On the basis of the decision relating to the digging of borewells, it is contended that the efficacy of the reasoning of this Court in Sri Venkateswara Hatcheries' case (supra) is lost. We are unable to agree. We do not understand the decision of the Supreme Court as having taken the view that water which is brought to surface by digging a borewell is not an article or thing. On the other hand, their Lordships cited the House of Lords' decision in Longhurst vs. Guildford Godalming & District Water Board (1961) 3 All ER 545 (HL), wherein it was held that water which was filtered and chlorinated and put under pressure in the pump house is an article. As their Lordships of the Supreme Court did not give a separate reasoning in the appeal concerning borewells, the ratio of the decision seems to be that the digging of borewell stands on the same footing as construction of a dam or a road or a bridge, meaning thereby that a borewell cannot be said to have been 'produced'. We cannot, therefore, apply the analogy of digging borewell to the production of chicks by an artificial process. We are fortified in our view by a recent decision of this Court in R.C. No. 100 of 1986 dt. 7th April, 1995 [reported as CIT vs. Smt. Sudesh Kumari Soni. The Division Bench consisting of Syed Shah Mohammed Quadri, J. and T.N.C. Rangarajan, J. reaffirmed the decision in Sri Venkateswara Hatcheries' case (supra) notwithstanding the decision of the Supreme Court in Budharaja's case (supra) cited before them. The very same contention that the view taken in Sri Venkateswara Hatcheries' case required reconsideration in the light of the Supreme Court's judgment, was not accepted by the Division Bench.

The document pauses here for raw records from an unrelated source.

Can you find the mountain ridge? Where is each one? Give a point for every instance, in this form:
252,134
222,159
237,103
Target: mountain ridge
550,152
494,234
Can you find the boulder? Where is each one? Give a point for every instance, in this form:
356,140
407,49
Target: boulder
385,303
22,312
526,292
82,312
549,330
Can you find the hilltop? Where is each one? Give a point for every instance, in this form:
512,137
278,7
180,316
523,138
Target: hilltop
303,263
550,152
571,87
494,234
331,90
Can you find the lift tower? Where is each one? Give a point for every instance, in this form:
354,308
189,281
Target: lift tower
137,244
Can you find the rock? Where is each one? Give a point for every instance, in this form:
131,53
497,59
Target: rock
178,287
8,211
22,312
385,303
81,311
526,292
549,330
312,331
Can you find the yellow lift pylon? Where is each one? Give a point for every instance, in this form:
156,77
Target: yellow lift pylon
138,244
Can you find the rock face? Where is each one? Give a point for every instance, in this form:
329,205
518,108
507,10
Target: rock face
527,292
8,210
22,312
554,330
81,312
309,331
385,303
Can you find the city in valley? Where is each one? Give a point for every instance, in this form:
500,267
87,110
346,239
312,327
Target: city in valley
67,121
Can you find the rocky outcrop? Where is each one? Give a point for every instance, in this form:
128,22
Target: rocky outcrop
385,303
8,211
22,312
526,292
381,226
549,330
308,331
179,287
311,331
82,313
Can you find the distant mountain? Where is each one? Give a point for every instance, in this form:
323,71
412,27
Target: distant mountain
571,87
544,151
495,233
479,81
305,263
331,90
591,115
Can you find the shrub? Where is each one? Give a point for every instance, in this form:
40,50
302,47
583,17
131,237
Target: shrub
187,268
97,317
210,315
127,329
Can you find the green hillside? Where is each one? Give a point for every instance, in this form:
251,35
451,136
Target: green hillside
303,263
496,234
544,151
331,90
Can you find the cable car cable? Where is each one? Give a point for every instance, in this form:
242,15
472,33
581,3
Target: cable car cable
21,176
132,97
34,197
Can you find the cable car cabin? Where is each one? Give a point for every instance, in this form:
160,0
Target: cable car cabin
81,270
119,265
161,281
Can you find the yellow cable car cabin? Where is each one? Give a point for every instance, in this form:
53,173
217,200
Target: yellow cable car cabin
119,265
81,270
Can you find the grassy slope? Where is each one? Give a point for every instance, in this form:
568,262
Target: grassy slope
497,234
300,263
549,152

8. As far as the fourth question is concerned, it is agreed by both sides that the answer to this question depends on the answer to the third question. In the case of the very same assessees - Sri Venkateswara Hatcheries' case (supra) - this Court observed that once an assessee is considered as an industrial undertaking engaged in the production of articles, it has to be regarded as an industrial company within the meaning of the Finance Acts, 1977 and 1979. Therefore, this question has to be answered against the Revenue and in favour of the assessee.
9. The RC is accordingly disposed of by answering all the questions against the Revenue and in favour of the assessee. No costs.